The findings showed substantially lower particle concentrations in children compared to healthy adults reported in previous studies using the same method. This might be due to differences in respiratory tract structure, respiratory maneuvers, surfactant production, and respiratory minute volume. Contrary to some previous studies during Delta variant prevalence, this study found no significant difference in exhaled aerosol particles between SARS-CoV-2-positive and -negative children during Omicron variant dominance. The study found no evidence of superspreading events among children. The unexpectedly high aerosol particle counts in vaccinated individuals warrants further investigation, potentially related to altered surfactant production during or after COVID-19. The different variants might account for the discrepancies found when compared with other studies.

This study demonstrates that exhaled aerosol particle measurement is not suitable for identifying SARS-CoV-2 infection in children and adolescents, unlike in adults. While children exhale fewer particles than adults, the results provide valuable insight into aerosol production in this age group. Future research could investigate the influence of other factors on aerosol production and explore longitudinal measurements to examine the dynamics of aerosol production during infection.

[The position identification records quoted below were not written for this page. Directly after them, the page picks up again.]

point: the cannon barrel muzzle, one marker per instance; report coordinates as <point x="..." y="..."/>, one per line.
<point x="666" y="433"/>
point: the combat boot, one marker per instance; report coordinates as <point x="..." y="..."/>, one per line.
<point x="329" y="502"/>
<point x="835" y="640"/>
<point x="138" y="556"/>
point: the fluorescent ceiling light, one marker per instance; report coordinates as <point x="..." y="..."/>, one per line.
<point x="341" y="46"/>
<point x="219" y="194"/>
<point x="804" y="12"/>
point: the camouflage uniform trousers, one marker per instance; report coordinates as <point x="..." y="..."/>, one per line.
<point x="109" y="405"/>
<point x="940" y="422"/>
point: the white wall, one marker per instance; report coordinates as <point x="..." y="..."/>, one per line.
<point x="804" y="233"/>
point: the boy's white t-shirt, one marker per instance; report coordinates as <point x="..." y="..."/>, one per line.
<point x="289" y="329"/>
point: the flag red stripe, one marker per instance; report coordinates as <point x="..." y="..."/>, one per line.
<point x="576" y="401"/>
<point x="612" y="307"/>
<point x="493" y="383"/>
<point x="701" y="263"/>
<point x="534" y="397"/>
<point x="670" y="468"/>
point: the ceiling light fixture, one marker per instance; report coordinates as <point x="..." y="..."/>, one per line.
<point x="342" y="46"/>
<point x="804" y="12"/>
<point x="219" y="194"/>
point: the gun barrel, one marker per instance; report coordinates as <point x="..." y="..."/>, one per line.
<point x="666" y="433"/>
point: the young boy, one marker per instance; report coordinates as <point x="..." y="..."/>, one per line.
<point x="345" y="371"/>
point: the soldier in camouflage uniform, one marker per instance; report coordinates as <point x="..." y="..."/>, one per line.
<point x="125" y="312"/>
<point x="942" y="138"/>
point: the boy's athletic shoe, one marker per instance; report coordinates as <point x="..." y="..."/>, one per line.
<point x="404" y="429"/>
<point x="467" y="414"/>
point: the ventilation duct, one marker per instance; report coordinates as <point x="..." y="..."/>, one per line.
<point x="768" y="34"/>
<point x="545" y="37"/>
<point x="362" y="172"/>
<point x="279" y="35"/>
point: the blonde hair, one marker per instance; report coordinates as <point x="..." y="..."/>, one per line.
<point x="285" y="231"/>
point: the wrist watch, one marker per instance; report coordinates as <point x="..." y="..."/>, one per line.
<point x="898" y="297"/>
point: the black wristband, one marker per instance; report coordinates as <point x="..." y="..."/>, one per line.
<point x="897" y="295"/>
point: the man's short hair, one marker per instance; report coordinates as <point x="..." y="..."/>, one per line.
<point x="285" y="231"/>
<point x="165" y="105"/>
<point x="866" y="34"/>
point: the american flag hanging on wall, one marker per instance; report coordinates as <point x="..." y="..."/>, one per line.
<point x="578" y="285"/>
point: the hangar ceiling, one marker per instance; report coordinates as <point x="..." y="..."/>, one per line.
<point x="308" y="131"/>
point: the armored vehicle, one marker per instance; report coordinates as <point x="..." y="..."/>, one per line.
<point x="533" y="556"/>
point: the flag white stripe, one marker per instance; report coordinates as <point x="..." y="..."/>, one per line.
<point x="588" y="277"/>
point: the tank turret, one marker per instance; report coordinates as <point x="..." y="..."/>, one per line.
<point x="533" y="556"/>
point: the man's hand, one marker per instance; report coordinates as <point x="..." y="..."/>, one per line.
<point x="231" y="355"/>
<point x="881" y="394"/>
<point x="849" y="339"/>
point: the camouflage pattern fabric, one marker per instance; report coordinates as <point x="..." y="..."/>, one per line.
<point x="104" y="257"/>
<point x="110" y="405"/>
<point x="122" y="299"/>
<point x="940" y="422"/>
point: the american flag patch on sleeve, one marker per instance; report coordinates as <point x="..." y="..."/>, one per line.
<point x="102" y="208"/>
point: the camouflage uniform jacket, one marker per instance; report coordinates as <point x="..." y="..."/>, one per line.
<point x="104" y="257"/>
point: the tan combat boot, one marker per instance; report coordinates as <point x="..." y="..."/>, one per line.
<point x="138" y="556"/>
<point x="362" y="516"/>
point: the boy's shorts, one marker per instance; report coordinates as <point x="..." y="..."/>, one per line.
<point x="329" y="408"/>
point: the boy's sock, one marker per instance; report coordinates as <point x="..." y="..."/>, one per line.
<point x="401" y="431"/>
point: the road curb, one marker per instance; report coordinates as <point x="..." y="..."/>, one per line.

The study's limitations include the inclusion of only mildly ill, non-hospitalized children, the potential for higher aerosol counts in severely ill individuals, and the time lag between aerosol measurement and PCR testing. The study did not test for other respiratory pathogens, nor did it include longitudinal measurements or control for all environmental factors that might influence aerosol production or measurement. The majority of participants were infected with the Omicron variant, limiting the generalizability of the findings.